Reliability studies are a great way of helping you make up your mind about what car to buy, either new or secondhand. The latest J.D. Power survey is a case in point. Set up in the United States in 1968 to promote the voice of the consumer and thus ultimately help brands to improve their products and services, J.D. Power crossed the Atlantic in 1995 and has since established itself as one of the more trusted sources of car reliability data.

Of J.D. Power’s various surveys, the most relevant to car buyers here is the UK Vehicle Dependability Study (VDS), the results of which have just been published for 2017. The VDS measures satisfaction levels among original owners of one-year-old to three-year-old cars, which in this case meant contacting owners of vehicles registered from February 2014 to April 2016.

The top five marques for reliability are joint first Kia and Volvo, third Skoda, fourth Suzuki and fifth Hyundai. BMW is the bottom marque, coming below Audi, Land Rover, Fiat and Dacia.
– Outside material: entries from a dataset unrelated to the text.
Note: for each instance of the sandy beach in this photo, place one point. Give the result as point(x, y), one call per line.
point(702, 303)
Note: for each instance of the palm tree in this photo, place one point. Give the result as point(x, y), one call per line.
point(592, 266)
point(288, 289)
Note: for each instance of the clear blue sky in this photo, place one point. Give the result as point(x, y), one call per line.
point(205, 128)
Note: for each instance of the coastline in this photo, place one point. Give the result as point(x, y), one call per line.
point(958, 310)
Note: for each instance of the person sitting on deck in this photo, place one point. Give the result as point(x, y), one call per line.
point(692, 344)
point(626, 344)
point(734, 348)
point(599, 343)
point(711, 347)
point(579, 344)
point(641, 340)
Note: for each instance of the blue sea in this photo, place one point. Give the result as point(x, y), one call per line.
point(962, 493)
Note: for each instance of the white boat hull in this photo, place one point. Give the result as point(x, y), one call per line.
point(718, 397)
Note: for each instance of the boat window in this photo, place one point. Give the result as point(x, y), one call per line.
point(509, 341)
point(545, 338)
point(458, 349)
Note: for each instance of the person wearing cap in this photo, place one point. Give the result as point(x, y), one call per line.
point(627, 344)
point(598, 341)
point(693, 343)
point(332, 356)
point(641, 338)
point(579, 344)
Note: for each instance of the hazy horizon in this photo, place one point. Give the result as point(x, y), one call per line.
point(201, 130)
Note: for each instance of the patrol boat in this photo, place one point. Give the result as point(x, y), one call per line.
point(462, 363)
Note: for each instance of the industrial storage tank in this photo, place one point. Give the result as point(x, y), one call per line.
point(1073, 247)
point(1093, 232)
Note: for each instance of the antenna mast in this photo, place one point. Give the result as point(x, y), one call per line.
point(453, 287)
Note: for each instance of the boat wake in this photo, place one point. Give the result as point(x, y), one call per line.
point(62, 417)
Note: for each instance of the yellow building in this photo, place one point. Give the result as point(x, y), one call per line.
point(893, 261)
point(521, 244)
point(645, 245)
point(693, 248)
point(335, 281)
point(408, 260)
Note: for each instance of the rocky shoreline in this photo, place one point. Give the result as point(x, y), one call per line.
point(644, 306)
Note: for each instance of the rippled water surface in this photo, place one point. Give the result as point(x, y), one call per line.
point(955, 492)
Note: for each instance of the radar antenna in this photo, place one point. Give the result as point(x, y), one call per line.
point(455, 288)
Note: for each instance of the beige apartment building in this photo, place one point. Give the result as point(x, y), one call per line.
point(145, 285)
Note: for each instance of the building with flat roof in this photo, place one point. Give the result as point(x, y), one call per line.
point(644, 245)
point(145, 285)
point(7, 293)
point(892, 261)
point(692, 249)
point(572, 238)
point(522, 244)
J.D. Power attributes the poor showing from the likes of Land Rover, Audi and BMW to two factors. First, premium cars tend to have more features than those from mainstream car makers, creating a higher chance of something going wrong. Added to that, owners of premium vehicles place a higher importance on problem-free ownership than those who buy mainstream cars. So, those niggles you might let slide with your Kia, Suzuki or Skoda you wouldn’t with an Audi or BMW.